Dylan Siegel sammelt mit 'Chocolate Bar' eine Million Dollar

Dylan Siegel ist ein wahrer Held. Der Junge aus Los Angeles hat ein Buch geschrieben, mit dem er Spendengelder in Höhe von einer Million Dollar sammelte, um die Krankheit seines Freundes erforschen zu lassen. Nun hat der Achtjährige laut der 'Welt' sein Ziel erreicht.

Dylan Siegel
Dylan Siegel (7) sammelt mit seinem Buch Spenden für seinen kranken Freund. © © Facebook

Dylan Siegel und Jonah Pournazarian aus Los Angeles sind beste Freunde. Als der damals sechsjährige Dylan erfährt, dass sein damals siebenjähriger Freund an einer seltenen genetischen Lebererkrankung leidet und den Ärzten die Mittel zur weiteren Erforschung der Krankheit fehlen, möchte er unbedingt helfen. Jonah leidet an der Glykogenspeicherkrankheit, einer seltenen Stoffwechselerkrankung, bei der sich das im Körpergewebe gespeicherte Glykol nicht oder nur bedingt abbauen kann, um zu Glukose umgewandelt zu werden. Dadurch ist der Blutzuckerspiegel permanent zu niedrig, es besteht Lebensgefahr.

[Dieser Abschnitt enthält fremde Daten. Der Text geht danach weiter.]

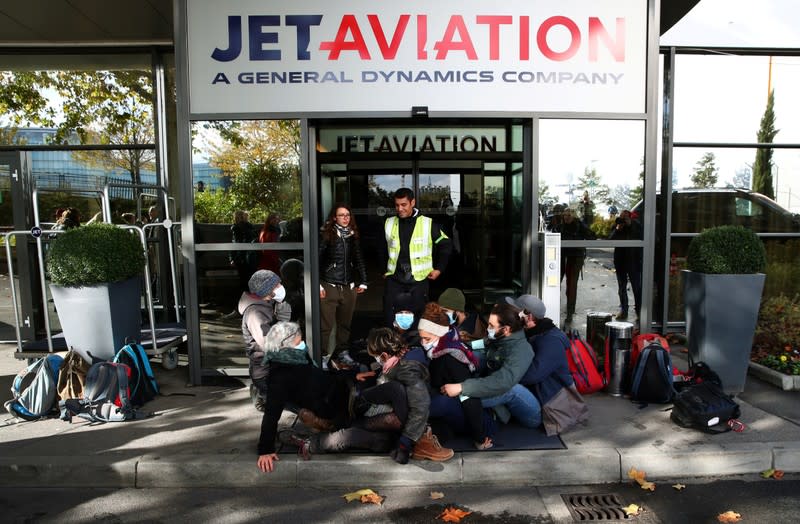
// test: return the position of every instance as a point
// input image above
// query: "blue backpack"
(142, 382)
(35, 389)
(651, 380)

Dylans Eltern dachten eher an einen Limonadenstand, um mögliche Spendengelder zu sammeln. Doch der Junge hatte weit größere Pläne: Er wollte ein Buch schreiben. Nur ein paar Stunden später stand er mit seinem fertigen Werk vor seinen Eltern und präsentierte stolz sein Buch 'Chocolate Bar'. Die Familie druckte zunächst die handgeschriebenen Seiten aus und illustrierte das Buch zu Hause.

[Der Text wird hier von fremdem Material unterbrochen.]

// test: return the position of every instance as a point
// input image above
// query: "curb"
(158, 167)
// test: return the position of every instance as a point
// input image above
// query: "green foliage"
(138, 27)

Dank Mundpropaganda wurde die Öffentlichkeit auf 'Chocolate Bar' und die rührende Geschichte dahinter aufmerksam. Von dem Buch wurden mittlerweile 25.000 Exemplare in 60 Ländern der Welt verkauft - der Erlös beträgt eine Million Dollar.

Mit dem Geld wird die Forschung von Dr. David Weinstein am Florida Lab an der Universität von Florida unterstützt. Durch das Geld konnte ein neuer Gentechniker eingestellt werden, der die Krankheit erforscht. Weinstein erklärte dem 'People Magazine', dass eine Heilung in den nächsten Jahren durchaus denkbar wäre.